The high fat low carbohydrate ketogenic diet (KD) therapeutic strategy has been used successfully in cancer patients and in preclinical models. Whole body levels of blood glucose and ketone bodies (β-hydroxybutyrate) metabolically stress tumor cells while enhancing the metabolic efficiency of normal cells.

The future of successful cancer treatment will be found in the recognition of the role of the mitochondria in the origin, management, and prevention of the disease. PMCID: PMC4493566

Mitochondrial structure, function and respiratory capacity is defective in all types of tumor cells. This information should be addressed in discussions of cancer metabolism. REPEAT PMID:149996  “Non-toxic metabolic therapy should become the future of cancer treatment if the goal is to manage the disease without harming the patient” PMCID: PMC3941741.

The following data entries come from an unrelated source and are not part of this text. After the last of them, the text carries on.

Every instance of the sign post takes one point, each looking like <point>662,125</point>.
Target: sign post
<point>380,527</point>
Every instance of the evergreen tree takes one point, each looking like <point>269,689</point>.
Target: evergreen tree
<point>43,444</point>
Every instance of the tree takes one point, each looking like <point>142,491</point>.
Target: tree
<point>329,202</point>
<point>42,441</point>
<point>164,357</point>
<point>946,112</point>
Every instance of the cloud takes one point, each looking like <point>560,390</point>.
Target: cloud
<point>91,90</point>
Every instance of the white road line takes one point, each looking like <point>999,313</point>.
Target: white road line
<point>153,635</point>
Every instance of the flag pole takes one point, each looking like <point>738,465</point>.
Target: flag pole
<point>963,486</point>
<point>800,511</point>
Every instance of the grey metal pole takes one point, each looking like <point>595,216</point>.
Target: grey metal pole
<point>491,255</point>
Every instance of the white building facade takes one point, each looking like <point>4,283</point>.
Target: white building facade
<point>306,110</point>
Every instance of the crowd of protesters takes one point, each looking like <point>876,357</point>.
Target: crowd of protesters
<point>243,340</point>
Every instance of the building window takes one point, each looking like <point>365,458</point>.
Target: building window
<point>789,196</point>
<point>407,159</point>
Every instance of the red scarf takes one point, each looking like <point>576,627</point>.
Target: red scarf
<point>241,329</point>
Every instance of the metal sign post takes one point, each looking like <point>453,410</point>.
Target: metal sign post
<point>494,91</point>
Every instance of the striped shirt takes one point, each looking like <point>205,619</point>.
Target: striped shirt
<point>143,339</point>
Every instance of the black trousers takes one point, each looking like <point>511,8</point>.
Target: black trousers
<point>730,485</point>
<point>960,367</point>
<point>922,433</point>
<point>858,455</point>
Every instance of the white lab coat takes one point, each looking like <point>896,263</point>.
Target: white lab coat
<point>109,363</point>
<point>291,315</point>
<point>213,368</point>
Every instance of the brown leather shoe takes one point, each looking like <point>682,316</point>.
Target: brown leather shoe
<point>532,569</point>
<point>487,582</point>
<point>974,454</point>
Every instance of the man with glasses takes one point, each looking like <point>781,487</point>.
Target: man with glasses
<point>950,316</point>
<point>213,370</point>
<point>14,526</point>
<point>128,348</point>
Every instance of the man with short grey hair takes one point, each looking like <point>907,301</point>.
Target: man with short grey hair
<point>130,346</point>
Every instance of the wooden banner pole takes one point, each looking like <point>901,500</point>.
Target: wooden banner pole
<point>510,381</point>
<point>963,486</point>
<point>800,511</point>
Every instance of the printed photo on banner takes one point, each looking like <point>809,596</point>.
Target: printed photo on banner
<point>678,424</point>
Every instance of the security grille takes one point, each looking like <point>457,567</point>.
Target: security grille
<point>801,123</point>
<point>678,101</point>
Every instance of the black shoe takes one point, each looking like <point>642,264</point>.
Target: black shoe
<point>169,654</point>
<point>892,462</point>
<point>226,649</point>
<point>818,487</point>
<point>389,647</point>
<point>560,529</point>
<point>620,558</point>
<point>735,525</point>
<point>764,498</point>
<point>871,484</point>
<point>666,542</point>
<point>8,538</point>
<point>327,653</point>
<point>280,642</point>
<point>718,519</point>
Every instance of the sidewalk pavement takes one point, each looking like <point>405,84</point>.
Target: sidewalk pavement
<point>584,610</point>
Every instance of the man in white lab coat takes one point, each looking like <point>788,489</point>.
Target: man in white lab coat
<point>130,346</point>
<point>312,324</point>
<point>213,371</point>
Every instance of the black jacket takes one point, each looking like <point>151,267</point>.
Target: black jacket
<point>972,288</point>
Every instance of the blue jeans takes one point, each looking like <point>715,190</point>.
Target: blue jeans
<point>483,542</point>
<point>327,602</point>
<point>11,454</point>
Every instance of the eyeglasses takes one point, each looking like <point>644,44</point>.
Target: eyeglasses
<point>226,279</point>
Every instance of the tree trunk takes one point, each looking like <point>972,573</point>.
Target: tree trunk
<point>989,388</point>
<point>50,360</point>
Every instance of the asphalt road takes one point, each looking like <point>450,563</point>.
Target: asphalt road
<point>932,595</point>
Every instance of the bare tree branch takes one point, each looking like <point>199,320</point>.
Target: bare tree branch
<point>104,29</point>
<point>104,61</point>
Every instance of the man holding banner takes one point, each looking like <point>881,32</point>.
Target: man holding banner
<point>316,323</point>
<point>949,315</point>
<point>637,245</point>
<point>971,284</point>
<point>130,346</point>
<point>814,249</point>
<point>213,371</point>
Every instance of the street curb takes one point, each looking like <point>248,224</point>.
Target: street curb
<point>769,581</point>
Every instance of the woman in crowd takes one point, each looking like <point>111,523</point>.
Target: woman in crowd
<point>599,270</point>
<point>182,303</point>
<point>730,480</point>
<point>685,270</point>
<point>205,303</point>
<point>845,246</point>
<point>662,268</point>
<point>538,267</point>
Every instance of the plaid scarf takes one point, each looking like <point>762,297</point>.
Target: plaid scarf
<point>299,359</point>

The FDA approved antifungal medicine itraconazole (Sporanox) is being studied as a treatment for cancer due to its potent anti-angiogenic activity. Clinical trials have shown that patients with prostate, lung, and basal cell carcinoma have benefited from treatment with itraconazole, along with beneficial reports of its activity in leukemia, ovarian, breast, and pancreatic cancers. PMCID: PMC4406527. Itraconazole costs about $8 per 100 mg capsules compared to most FDA anti-cancer drugs are priced above $100,000 according to the Harvard Law website..


Symptoms of mitochondrial disease resulting in low ATP production include fatigue, a poorly functioning immune system, dementia, depression, ADD, behavior and mood swings, diabetes, skin rashes and hair loss. The production of energy for your body has far reaching implications for your health.  Mitochondrial related muscle degeneration and inherited mitochondrial disease both share similar symptoms. Low ATP production, indicating mitochondrial disease, is found in Alzheimer’s, Parkinson’s, Chronic Fatigue Syndrome, many types of cancer, fibromyalgia, epilepsy and diabetes.

Conditions which interfere with the ability of the mitochondria to make energy result in a variety of symptoms. Mild versions of mitochondrial disease is often a cofactor in deafness, impaired growth, low exercise tolerance and migraine headaches. A buildup of lactic acid and free radicals, along with the lack of energy to run the cell processes, are a result of low mitochondrial function.